What is Dry Eye?
Dry eye means that your eyes do not produce enough tears or that you produce tears that do not have the proper chemical composition or there is a dysfunction in the tear layer. The tears your eyes produce are necessary for overall eye health and clear vision.
Is dry eye really that big of a problem?
An estimated 40 million people in the U.S. are affected by dry eye. Over 500 million dollars are spent on dry eye symptom relief annually in the U.S. Symptoms of dry eye can range from mild to severe. If you are one of the people that is experiencing severe dry eye, then you know it can be disabling.
What causes dry eye?
There are many causes for dry eye. Often, dry eye is part of the natural aging process. It can also be caused by poor blinking or eyelid problems, medications like antihistamines, oral contraceptives and antidepressants, a dry climate, wind and dust, general health problems like arthritis or Sjogren’s syndrome and chemical or thermal burns to your eyes.
What are the symptoms of dry eye?
If you have dry eye, your symptoms may include irritated, scratchy, dry, uncomfortable or red eyes, a burning sensation or feeling of something foreign in your eyes and blurred vision. Excessive dry eyes may damage eye tissue, scar your cornea (the front covering of your eyes) and impair vision and make contact lens wear difficult. If you have symptoms of dry eye, call our office for a dry eye evaluation.
What if my eyes water all the time, is this dry eye?
The majority of those with dry eye symptoms actually don’t have “dry eye”. They have a dysfunction of the tear layer. Consider the structure of the tears. Like a house, the tears must have a foundation, walls and roof or it fails to function. The foundation of the tears is a mucin layer that integrates with the corneal tissue. This allows the aqueous which is a viscoelastic moisture layer to adhere to the corneal tissue and provide a smooth refractive surface required for clear vision. This aqueous layer acts as the walls. Intermixed and overlying the aqueous is the oily layer called the meibum which acts as the roof of the tear structure. If a hole forms in the roof of your house then damage occurs. If there is dysfunction within this oily layer such that there is a ‘hole’ in this roof, then the aqueous layer evaporates quickly resulting in discomfort and dry eye symptoms which signals to the lacrimal gland to send more tears. Because there is nothing wrong with the lacrimal gland more tears are produced, but in the wrong proportion and your eye weeps.
How do you treat dry eye?
Dry eye cannot be cured, but we can prescribe treatment so your eyes remain healthy and your vision is unaffected. Treatment depends on the cause. Some treatments that we might prescribe include:
- Blinking more frequently.
- Increasing humidity at home or work.
- Using artificial tears and using a moisturizing ointment, especially at bedtime.
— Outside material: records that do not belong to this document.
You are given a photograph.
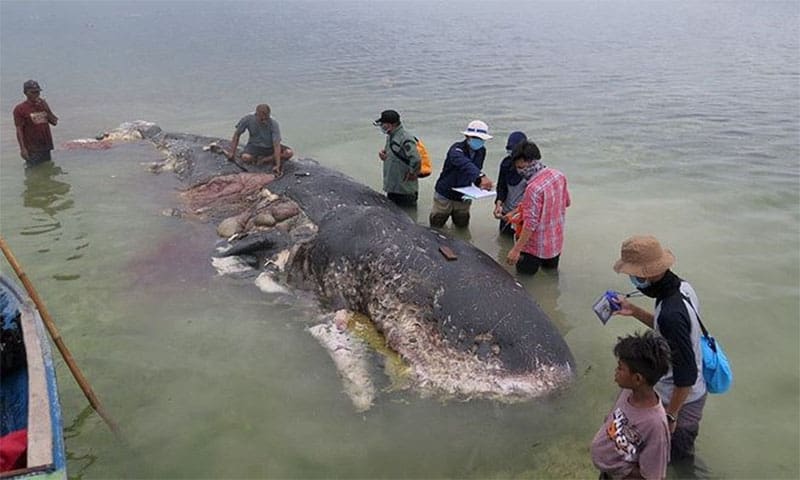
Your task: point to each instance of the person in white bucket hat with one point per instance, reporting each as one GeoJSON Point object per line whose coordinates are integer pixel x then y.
{"type": "Point", "coordinates": [462, 167]}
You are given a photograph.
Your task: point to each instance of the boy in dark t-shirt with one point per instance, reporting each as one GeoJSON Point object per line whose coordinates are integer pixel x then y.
{"type": "Point", "coordinates": [634, 439]}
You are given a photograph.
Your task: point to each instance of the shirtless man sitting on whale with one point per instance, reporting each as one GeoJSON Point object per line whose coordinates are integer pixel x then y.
{"type": "Point", "coordinates": [264, 140]}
- Warm compresses and lid massage to improve meibomium (oil) gland function.
- Lid hygiene products such as Avenova
- Prescription eye drops for dry eye such as Restasis, Xiidra and/or corticosteroids.
- In some cases, small plugs are inserted in the corner of the eyes to slow tear drainage. Sometimes, surgical closure of the drainage ducts may be recommended.
- Amniotic membranes such as Prokera which has natural healing capabilities.
- Scleral Lenses to provide relief for extreme cases of dry eye.